There is a stone water basin outside of the famous Ryoan-ji Temple in Kyoto, with four characters that read: “ware tada shiru taru.” This is a Zen saying that can be translated to – “All you need, you already have.” I feel the idea of minimalism couldn’t be defined better than this.
Learning to embrace minimalism
The mindset of “having enough” is easier said than done. So, how do you bring it in practice? What actions will help you embody the sense of having enough? Let’s have a look:
- Gratefulness– This is one of the most under-rated virtues. We tend to take a lot of things for granted that are easily available to us. Be grateful and learn to appreciate your loved ones, the food you eat, your job and all those priceless moments you spend with friends and family. The day you genuinely start feeling grateful for everything around instead of complaining, you’ll never feel dissatisfied again.
P.S.- While appreciating is cool, being creepy isn’t. So please don’t randomly slide into someone’s DMs in case you’re planning to.
- Respect. Gratefulness, appreciation and respect are all interconnected. If we are grateful towards something or someone, we tend to treat them with respect. In the Zen tradition, bowing to others and even to their meditation cushion is a deep part of practice. You need to start respecting people you cross paths with, your work, your family, your friends and your very existence in this world. Bringing this in practice will help you value your existing possessions without yearning for more.
- Self-love – The more you love yourself, the more you’ll focus on your inner peace and harmony instead of worldly possessions. Self-love will also help you form a deeper and more meaningful relationship with others. Unlike what you read in those glossy magazines, “Self love” is much beyond bubble baths and red wines. It’s your mindset to feel happy and “enough” with what you are and have regardless of what societal norms speak. So, start practicing “self-love” right away and you’ll no longer depend on external factors to make you happy.
Rituals to Embody Minimalism
With our insane schedules and daily grind (Without maids in lockdown), it’s not an easy task to feel grateful and happy all day. You may consider forming little rituals to help you remember the same:
- As soon as you wake up in the morning, say a little prayer of gratitude for everything you have in your life. (of course without looking at your cellphones).
- Maintain a “Thank you” journal and scribble a paragraph in it at the end of each day. (Try to go beyond the obvious ones like ice-creams, the big bang theory etc.)
- When you meet someone, be kind, empathetic and treat them with respect.
- When you sit down for a meal, say a little prayer of gratitude for everyone who made it possible (farmers, cooks, transporters, vendors, etc.).
- Before you start a new activity (a work task, a workout, a meeting), pause and reflect on your intention for this activity. Is it focused on helping others? If yes, you are on the right track.
- When you finish an activity, show respect to your environment and equipment by mindfully cleaning and replacing them, instead of rushing to the next activity.
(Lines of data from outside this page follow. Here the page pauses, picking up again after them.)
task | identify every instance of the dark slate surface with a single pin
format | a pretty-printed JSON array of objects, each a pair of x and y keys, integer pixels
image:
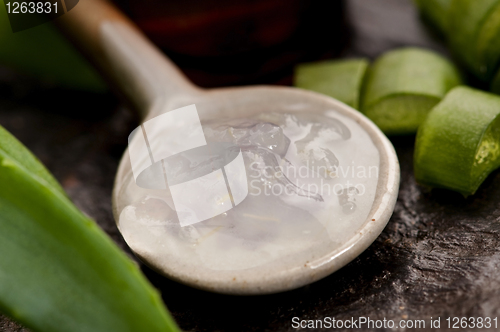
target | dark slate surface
[{"x": 438, "y": 256}]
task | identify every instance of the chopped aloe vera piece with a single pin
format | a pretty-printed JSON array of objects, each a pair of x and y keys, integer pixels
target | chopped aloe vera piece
[
  {"x": 59, "y": 271},
  {"x": 436, "y": 12},
  {"x": 466, "y": 19},
  {"x": 402, "y": 87},
  {"x": 458, "y": 145},
  {"x": 340, "y": 79}
]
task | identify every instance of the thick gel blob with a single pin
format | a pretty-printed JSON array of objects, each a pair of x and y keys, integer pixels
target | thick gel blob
[{"x": 312, "y": 181}]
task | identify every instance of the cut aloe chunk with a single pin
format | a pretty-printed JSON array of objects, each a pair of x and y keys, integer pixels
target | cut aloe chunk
[
  {"x": 59, "y": 271},
  {"x": 458, "y": 145},
  {"x": 436, "y": 12},
  {"x": 403, "y": 86},
  {"x": 340, "y": 79},
  {"x": 466, "y": 20}
]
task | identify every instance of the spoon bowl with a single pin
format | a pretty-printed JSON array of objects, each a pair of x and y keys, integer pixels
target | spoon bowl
[{"x": 154, "y": 86}]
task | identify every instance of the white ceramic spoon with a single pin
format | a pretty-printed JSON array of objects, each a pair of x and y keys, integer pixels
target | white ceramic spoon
[{"x": 153, "y": 85}]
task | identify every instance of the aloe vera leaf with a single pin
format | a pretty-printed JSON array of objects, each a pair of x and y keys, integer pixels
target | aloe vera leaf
[
  {"x": 340, "y": 79},
  {"x": 58, "y": 270},
  {"x": 44, "y": 53},
  {"x": 466, "y": 17},
  {"x": 403, "y": 85},
  {"x": 436, "y": 12},
  {"x": 458, "y": 145},
  {"x": 488, "y": 44},
  {"x": 16, "y": 150}
]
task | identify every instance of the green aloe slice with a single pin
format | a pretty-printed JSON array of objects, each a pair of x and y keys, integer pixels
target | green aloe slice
[
  {"x": 59, "y": 271},
  {"x": 466, "y": 19},
  {"x": 436, "y": 12},
  {"x": 340, "y": 79},
  {"x": 402, "y": 87},
  {"x": 458, "y": 145}
]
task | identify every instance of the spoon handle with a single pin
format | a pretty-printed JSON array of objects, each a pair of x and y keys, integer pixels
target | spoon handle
[{"x": 126, "y": 58}]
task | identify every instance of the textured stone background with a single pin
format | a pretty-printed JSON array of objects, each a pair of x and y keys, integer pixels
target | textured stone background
[{"x": 438, "y": 256}]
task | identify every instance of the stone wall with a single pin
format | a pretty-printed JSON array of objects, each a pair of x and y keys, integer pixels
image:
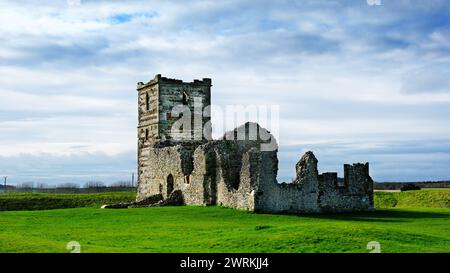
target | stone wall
[{"x": 234, "y": 171}]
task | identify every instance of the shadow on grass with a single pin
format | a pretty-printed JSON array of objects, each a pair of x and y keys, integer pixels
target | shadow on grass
[{"x": 380, "y": 216}]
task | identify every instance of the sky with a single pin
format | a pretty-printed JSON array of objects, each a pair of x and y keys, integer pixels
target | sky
[{"x": 354, "y": 82}]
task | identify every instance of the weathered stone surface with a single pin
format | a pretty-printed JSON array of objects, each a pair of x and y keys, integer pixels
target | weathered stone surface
[{"x": 239, "y": 170}]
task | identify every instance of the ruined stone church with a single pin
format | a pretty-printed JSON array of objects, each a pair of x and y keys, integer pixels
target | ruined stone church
[{"x": 233, "y": 171}]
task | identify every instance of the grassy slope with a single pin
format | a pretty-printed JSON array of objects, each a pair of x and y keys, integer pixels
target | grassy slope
[
  {"x": 413, "y": 199},
  {"x": 33, "y": 201},
  {"x": 216, "y": 229},
  {"x": 29, "y": 201}
]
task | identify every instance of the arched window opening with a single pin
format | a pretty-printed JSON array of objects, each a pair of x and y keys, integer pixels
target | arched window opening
[
  {"x": 185, "y": 98},
  {"x": 169, "y": 184}
]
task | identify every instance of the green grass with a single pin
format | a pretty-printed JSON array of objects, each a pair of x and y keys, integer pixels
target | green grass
[
  {"x": 437, "y": 198},
  {"x": 414, "y": 221},
  {"x": 39, "y": 201},
  {"x": 216, "y": 229}
]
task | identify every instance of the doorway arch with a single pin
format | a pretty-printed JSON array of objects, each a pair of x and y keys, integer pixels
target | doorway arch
[{"x": 169, "y": 184}]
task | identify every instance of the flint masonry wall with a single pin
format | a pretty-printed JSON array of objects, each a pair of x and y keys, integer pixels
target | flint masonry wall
[{"x": 228, "y": 172}]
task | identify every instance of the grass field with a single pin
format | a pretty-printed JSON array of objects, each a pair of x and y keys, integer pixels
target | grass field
[
  {"x": 216, "y": 229},
  {"x": 37, "y": 201}
]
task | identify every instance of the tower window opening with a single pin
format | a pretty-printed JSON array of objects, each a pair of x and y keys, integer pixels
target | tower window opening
[{"x": 185, "y": 98}]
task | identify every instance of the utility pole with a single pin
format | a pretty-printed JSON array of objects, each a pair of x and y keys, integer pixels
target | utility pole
[{"x": 5, "y": 177}]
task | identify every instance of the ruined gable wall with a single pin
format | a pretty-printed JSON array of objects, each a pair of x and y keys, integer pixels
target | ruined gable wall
[
  {"x": 171, "y": 94},
  {"x": 160, "y": 162}
]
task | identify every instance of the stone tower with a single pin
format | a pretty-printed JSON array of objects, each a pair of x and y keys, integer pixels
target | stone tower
[{"x": 165, "y": 102}]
There are many such rituals, of course, but the ones mentioned are great to start with.
Consider asking yourself, before you buy anything, whether you really need it. Ask yourself, when you interact with others, what are you showing them? Respect and appreciation or?. Also, ask yourself if you really need a Voot subscription when you already have Amazon prime and Netflix. Well, okay! You can ignore the last one. (We are guilty of that too)
You need to ask yourself, throughout your day, whether you have all you need. Most probably you’ll find that you do, and by appreciating that fact more often, you will see what a profound miracle that is.
Once you understand that you have everything you need, you’d stop searching for the rainbows and unicorns that don’t exist — and have never existed. (Hope, the Western Mythology team isn’t reading this!)
So, embrace your life and stop and smell the roses once in a while. (Oh wait! – with your masks on, please.)